There's your problem.

My workplace's problem, really. If I were at home I'd avoid the thing like the plague.

RedDeadFred:
OT: Threads like this always make me die a little inside. Not because I necessarily care that torture was removed from the game but because there are people saying that they won't buy the game because it's gone. If getting to torture someone is what makes the game for you, you seriously need to rethink your life.

I see it more like the uproar when Skyrim wouldn't allow players to kill children. Nobody wants to kill children (I hope) but when the game was advertised in a certain way - in that case it was almost total freedom - people resented having moral guardians limit that freedom.

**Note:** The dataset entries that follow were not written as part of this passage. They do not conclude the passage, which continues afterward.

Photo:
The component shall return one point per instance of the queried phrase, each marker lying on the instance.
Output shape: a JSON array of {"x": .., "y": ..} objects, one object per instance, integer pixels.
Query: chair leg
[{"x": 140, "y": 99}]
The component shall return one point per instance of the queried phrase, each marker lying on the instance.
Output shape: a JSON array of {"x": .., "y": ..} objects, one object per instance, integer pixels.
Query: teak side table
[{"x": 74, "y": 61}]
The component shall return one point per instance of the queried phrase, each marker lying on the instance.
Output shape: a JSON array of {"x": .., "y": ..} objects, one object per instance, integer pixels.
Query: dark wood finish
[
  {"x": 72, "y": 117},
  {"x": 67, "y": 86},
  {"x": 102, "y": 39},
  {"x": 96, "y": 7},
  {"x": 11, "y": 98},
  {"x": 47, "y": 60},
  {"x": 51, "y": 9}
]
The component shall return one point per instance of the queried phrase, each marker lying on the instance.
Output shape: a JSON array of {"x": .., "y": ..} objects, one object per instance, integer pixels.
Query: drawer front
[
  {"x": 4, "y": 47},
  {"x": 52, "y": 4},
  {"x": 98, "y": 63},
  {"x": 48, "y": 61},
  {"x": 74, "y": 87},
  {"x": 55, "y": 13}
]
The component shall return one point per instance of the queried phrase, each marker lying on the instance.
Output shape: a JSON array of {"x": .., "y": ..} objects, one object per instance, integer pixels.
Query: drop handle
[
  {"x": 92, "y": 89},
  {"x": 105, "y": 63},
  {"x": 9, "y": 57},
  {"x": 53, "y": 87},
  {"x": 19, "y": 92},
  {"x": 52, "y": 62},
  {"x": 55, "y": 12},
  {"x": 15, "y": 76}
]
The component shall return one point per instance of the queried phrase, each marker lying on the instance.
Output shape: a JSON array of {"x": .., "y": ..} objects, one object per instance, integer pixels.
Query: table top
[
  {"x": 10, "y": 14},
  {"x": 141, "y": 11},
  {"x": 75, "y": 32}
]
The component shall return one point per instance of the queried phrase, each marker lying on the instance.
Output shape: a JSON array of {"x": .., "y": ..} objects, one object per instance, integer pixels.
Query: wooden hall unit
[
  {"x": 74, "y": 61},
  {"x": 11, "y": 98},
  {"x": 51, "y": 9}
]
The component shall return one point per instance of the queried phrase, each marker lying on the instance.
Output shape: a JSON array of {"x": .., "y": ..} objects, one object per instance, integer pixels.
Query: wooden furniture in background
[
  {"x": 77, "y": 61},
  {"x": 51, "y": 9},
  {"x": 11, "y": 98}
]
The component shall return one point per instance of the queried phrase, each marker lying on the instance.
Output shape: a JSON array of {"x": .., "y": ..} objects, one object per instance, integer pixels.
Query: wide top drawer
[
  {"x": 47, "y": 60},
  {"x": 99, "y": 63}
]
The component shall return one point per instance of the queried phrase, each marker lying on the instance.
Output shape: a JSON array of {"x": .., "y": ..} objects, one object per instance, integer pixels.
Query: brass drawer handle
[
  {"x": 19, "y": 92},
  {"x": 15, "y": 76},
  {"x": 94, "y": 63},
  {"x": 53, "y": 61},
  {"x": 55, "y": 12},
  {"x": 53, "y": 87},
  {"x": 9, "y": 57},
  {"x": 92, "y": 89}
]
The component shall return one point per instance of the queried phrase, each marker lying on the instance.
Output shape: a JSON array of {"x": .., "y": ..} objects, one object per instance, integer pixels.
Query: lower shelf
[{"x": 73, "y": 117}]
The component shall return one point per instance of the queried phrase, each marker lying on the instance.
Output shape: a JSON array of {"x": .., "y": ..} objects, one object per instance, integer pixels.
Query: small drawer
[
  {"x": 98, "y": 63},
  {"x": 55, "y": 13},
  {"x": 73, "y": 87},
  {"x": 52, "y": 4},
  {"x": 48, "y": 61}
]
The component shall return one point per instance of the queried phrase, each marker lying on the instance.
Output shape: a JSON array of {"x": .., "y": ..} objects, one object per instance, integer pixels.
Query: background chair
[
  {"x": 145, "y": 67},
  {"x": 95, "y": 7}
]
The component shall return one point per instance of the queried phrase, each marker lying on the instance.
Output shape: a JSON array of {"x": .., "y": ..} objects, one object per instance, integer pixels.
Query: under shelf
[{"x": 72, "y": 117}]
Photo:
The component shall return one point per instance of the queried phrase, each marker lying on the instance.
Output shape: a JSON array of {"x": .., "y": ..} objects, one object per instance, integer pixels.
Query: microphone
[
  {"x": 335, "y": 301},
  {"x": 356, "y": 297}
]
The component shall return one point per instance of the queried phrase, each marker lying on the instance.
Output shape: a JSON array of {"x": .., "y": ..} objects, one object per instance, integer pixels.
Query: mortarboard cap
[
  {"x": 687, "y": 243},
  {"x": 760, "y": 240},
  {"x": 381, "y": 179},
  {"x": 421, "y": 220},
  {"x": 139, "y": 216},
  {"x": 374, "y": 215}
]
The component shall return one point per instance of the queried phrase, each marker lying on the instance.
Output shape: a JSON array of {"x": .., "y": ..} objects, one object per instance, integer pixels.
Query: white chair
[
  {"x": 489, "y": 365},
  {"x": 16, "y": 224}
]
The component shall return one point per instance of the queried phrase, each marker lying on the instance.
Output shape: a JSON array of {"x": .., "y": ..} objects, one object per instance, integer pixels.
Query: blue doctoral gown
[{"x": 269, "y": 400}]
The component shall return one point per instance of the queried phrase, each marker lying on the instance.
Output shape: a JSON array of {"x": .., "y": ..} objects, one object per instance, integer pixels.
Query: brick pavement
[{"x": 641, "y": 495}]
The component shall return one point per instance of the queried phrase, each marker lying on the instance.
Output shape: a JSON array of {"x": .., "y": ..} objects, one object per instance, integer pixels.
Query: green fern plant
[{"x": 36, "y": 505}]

Sam Fisher is a dirty scumbag, and as time wears by he's getting more and more like the kind of bastard who'd think nothing of torturing people for information. By removing it, people are annoyed that A) developers caved to what they perceive as pressure from the aforementioned moral guardians and B) that an intended part of the story cannot be used because of said pressure. I haven't been getting the impression that anyone just really, really wants to torture someone and was going to buy this game as an outlet for those urges.

All of this I agree with. However, the very first guy to post a response said that he LOVES torture and won't be buying the game. I wasn't getting at the people with legitimate arguments (I agree with most of them) I was aiming my statement at the few people who think the highlight of the game is getting to torture someone.